Here is a link that might be useful: similar valve

Comments (7)

  • lehua49
    12 years ago

    OTB,

    Try switching the non-working terminal connection with a working terminal connection in the electronic timer. Let us know what happens. Aloha

  • onthebrinck
    Original Author
    12 years ago

    No change. The #5 and #6 terminals are just as good as the #4. Both will start the #4 solenoid, but the #4 will not cause the water to flow through the #5 or #6 solenoids. I unscrewed the solenoid and flushed it and the relief valve. Reconnected everything and still it only works if the relief valve is opened.

  • lehua49
    12 years ago

    OTB,

    Did you manually turn the solenoid valve off only enough to stop the water and not over-tighten? I assume that the #5 and #6 valve were the ones not working from the controller. You then connected #5 and #6 wires to a previously working terminal #4 and the valve still didn't work. The cheapest thing at this point is to replace the solenoids(not expensive) on the non-working valves. Otherwise do continuity test on #5 and #6 and see if you have a short in the lines to those valve. Check the electrical connections of the solenoids to the white common wire. Let me know if you are familiar doing this or I can take you step by step. Aloha

  • trkpoker
    12 years ago

    Bad diaphragm. Turn off the water supply and take one of the valves apart. I am assuming they are all the same valve. Go to a sprinkler supply house nearby or buy them off the internet. Get diaphragms for all the valves. They tend to age the same. The others will be failing shortly.

    Good luck,
    Tom

  • onthebrinck
    Original Author
    12 years ago

    OP here: I got valve#6 to work by simply backing off the solenoid by no more than a 15 degree turn. As for valve#5, I decided to check the diaphragm, as suggested, since nothing else worked. I opened the whole thing; the diaphragm looked as good as new: dark color, flexible, no signed of cracks or holes. I blew through all the holes at the solenoid and relief valve and the center of the diaphragm, I reassembled it all --- and it worked! As I've always said, there's nothing like a good blow job!

  • lehua49
    12 years ago

    OTB,

    Glad to hear it. Thanks for sharing. Aloha

  • trkpoker
    12 years ago

    There are 3 possible reasons that backing off the coil helped.

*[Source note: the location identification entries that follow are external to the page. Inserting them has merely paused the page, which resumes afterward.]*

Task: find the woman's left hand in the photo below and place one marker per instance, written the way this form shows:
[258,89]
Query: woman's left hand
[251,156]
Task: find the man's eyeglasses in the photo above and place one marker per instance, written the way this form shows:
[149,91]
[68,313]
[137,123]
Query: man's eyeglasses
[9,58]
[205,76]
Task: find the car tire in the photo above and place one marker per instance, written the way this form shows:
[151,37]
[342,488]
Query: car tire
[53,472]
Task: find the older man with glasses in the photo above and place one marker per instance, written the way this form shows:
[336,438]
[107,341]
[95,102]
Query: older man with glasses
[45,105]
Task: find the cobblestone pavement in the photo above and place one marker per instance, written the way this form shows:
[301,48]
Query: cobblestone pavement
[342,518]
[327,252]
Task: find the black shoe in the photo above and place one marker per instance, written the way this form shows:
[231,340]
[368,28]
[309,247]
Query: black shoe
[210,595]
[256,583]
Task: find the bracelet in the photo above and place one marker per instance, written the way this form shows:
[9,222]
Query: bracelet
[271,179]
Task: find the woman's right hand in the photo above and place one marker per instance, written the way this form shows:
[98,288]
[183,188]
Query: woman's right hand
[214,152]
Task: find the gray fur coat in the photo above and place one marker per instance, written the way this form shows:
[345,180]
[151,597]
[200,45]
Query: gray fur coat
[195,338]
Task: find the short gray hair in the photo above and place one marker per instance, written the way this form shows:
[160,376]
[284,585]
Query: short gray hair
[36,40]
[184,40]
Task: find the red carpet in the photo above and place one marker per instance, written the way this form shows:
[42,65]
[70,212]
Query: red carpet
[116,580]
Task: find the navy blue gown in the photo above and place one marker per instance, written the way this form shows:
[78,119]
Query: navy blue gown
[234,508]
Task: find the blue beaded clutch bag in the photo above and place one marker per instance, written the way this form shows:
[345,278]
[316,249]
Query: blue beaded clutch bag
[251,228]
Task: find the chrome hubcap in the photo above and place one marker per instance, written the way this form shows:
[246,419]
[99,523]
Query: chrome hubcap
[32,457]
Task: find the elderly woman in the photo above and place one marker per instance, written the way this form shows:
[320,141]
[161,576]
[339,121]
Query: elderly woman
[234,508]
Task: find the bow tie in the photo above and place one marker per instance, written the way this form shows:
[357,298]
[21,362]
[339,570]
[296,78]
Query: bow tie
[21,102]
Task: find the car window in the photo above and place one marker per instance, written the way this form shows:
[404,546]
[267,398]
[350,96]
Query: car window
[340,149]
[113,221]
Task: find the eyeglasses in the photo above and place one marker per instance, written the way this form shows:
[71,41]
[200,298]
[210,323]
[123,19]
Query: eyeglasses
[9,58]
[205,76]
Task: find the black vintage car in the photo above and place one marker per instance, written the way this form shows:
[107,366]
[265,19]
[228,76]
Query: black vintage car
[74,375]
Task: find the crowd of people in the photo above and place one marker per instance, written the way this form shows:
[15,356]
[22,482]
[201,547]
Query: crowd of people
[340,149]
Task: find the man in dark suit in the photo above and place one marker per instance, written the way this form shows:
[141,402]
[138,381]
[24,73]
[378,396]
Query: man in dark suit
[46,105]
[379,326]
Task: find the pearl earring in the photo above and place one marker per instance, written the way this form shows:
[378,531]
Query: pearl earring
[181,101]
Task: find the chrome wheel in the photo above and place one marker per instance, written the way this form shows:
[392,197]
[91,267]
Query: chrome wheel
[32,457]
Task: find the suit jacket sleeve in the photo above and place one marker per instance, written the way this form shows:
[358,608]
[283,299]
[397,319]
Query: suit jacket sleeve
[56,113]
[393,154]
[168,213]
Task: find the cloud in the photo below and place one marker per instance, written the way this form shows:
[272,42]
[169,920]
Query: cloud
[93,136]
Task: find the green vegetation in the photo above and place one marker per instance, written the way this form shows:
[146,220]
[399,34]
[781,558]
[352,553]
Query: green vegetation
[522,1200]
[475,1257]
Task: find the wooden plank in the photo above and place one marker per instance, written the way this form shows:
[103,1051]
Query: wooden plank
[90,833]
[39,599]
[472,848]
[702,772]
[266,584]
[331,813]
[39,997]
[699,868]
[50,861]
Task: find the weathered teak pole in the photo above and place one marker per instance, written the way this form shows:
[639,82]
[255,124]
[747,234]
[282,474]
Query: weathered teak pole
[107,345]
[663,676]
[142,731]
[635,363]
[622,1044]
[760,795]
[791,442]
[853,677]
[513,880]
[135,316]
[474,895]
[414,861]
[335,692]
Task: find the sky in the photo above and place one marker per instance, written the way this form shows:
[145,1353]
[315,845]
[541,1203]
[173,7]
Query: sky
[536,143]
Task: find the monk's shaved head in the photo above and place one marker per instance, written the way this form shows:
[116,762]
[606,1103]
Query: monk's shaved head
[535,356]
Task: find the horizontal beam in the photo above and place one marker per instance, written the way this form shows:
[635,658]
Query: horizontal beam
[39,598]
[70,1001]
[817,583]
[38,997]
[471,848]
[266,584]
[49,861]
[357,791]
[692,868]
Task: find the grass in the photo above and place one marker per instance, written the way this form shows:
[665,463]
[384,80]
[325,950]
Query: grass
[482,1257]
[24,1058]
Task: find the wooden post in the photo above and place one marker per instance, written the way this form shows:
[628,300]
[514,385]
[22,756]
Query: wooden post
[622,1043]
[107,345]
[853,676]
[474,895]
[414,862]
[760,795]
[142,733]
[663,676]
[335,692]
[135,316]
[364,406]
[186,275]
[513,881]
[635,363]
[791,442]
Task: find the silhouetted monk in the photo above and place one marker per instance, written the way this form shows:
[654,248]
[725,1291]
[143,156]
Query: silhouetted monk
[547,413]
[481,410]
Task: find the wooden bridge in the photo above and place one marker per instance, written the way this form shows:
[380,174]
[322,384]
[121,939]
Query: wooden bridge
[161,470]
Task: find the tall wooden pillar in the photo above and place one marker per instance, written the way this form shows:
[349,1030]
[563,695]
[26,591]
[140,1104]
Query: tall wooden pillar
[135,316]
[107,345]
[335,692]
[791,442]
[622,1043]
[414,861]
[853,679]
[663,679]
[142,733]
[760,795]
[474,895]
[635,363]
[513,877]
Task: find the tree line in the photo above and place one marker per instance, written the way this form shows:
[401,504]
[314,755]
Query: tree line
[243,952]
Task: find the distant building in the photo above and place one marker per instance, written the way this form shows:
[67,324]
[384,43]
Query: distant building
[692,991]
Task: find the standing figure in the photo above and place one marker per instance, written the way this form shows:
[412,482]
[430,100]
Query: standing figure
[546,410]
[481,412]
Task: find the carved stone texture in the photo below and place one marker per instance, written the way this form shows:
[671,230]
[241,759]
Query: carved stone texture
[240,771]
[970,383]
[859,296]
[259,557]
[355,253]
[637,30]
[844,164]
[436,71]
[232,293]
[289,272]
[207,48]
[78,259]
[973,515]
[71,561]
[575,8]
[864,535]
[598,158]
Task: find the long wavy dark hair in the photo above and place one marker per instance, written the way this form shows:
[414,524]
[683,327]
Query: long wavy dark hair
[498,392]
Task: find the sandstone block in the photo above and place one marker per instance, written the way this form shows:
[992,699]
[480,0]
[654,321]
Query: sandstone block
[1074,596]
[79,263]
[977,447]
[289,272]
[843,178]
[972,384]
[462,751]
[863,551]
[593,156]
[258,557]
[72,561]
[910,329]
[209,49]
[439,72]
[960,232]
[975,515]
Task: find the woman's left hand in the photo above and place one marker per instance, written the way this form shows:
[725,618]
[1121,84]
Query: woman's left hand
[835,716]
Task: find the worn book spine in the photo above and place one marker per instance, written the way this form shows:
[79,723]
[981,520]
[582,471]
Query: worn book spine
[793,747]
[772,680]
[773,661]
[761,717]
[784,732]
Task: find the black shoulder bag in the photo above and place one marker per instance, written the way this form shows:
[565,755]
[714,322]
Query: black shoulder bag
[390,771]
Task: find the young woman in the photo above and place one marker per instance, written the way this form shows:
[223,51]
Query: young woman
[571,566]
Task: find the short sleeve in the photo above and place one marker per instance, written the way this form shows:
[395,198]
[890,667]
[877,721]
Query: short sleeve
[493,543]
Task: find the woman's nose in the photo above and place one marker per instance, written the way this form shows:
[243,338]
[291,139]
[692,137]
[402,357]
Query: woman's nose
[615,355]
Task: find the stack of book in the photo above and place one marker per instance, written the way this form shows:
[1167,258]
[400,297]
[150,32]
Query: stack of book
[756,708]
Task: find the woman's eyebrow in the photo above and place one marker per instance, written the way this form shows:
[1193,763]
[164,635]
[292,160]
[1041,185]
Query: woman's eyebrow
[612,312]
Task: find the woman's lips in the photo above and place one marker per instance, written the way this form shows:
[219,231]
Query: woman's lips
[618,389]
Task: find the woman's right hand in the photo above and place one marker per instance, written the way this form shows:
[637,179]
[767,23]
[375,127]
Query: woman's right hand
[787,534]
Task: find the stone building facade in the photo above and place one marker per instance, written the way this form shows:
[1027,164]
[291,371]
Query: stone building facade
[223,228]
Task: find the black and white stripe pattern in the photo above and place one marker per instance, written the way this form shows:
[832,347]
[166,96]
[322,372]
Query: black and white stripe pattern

    1. The coil's plunger has a rubber piece on the bottom that has become deformed. Sometimes the rubber swells out and closes the gap between the plunger and the hole it covers when the coil is not engaged. Take a very sharp razor and trim the swelled out part. Be sure to trim it very level or it may fail but this time in the open position.

    2. The diaphragm is bad. When the diaphragm goes bad it begins to allow more (or in some cases less) water to pass by it than the coil can handle. Small micro holes in the diaphragm, plugged holes in the diaphragm or the metering hole in the diaphragm are reasons this may happen. When I said before your diaphragms were bad this was a broad statement. Taking apart one valve and checking the diaphragm may have fixed your problem by removing sediment or dirt that was causing too little water to bleed past the diaphragm.

    3. This one is rare and hard to fix but in rare cases (happened to me the other day for the first time in 2+years) the hole the plunger covers has moved up. This hole (in most valves) is a plastic or stainless insert that the plunger closes off. For some reason this insert moves up just a tiny bit. Now when the plunger gets pulled up by the coil there isn't enough clearance between the hole and plunger and the valve will not open.

    My guess is your diaphragm(s) will fail on you again sometime soon, one day to 2 years, and will need to be replaced. The job is very simple just be careful to not let any dirt get in the valve or screw holes.